To repair a sloping floor, jack up the affected joists, and then install sister joists to support the original joists in the floor. Start by nailing a 4-by-6-inch wooden beam across the affected joints the lowest point of the slope. Make sure that the beam is long enough to reach all the affected joists. Since the beam is temporary, drive the nails at an angle via the side of the beam and into the joists.
Place another 4-by-6 inch wooden beam, directly beneath the beam nailed to the affected joists. On top of each end of the wooden beam, place a 1/4-inch steel plate. Place a 1-ton hydraulic jack on each of the plates, and then measure the distance between the hydraulic jack and the beam attached to the joists.

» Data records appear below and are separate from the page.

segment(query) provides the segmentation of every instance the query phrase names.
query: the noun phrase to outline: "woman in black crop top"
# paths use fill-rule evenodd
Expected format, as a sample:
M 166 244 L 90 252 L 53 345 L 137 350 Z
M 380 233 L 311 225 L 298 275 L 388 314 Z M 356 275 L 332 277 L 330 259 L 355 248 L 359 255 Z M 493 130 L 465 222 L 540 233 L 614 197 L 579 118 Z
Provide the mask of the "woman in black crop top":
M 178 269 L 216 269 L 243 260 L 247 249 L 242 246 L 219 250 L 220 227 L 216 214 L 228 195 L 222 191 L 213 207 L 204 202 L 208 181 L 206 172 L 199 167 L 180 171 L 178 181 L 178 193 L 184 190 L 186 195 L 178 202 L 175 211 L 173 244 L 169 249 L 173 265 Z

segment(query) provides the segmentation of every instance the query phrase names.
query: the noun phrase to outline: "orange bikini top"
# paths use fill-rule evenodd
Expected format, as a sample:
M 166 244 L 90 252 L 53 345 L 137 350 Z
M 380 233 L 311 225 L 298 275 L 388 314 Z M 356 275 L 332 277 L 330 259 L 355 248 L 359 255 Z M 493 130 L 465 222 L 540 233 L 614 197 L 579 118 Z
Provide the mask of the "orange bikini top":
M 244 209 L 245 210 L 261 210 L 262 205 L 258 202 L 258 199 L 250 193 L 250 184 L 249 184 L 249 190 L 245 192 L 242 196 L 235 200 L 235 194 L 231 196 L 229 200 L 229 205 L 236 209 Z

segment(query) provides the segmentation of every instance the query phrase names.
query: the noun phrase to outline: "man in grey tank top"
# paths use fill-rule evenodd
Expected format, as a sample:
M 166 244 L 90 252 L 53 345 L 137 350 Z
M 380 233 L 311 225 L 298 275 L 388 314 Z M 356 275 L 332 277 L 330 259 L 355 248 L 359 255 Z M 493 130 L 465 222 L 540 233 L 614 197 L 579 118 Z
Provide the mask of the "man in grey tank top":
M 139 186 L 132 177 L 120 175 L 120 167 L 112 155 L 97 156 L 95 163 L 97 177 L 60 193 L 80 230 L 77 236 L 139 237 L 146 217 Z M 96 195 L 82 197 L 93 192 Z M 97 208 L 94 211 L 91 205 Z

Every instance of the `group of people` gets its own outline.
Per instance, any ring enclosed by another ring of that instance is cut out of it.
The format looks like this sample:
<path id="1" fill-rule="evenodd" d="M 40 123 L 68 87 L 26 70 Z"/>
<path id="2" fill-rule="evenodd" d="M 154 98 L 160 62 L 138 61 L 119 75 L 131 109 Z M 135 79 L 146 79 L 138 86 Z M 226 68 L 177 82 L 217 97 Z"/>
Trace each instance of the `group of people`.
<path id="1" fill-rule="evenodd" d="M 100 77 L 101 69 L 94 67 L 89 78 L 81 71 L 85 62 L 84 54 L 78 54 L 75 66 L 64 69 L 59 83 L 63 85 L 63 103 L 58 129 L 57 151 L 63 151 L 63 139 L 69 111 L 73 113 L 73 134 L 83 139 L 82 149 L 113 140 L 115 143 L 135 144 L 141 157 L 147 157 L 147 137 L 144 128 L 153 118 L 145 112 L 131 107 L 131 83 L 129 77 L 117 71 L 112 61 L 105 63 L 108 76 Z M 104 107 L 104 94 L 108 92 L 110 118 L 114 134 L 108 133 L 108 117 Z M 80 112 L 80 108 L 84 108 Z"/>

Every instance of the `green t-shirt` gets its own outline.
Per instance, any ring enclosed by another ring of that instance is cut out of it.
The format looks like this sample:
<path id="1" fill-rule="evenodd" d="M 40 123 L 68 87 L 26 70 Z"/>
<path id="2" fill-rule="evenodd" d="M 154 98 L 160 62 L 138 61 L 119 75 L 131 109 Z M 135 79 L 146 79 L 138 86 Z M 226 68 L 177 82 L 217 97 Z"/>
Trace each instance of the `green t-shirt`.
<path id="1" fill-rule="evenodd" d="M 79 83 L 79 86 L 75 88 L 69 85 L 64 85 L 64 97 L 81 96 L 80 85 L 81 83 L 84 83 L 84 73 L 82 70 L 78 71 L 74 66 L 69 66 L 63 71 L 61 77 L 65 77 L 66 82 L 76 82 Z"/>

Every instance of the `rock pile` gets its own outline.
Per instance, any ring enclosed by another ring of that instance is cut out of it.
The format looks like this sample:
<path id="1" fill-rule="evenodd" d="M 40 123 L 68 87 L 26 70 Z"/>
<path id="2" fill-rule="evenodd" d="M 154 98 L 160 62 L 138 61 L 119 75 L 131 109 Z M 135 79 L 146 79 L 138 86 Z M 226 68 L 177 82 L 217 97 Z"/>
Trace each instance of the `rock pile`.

Adjust the threaded adjustable ends of two Lalley columns to a length that allows for a secure placement of columns between the beam and hydraulic jacks.
Use the hydraulic jacks to raise the floor no more than 1/4-inch daily to keep the drywall from cracking. Continue this every day until the floor is level. Measure the length and width of the joists, and then cut sister joists of a similar length as that of the original joists.
Apply adhesive on one side of the board, and then attach the glued side of the board to the affected joists. Drill two evenly place ¼-inch pilot holes, and insert lag bolts into each hole. Tighten the lag bolts using a socket and ratchet. Lower the hydraulic jacks, and remove the support beams and Lalley columns.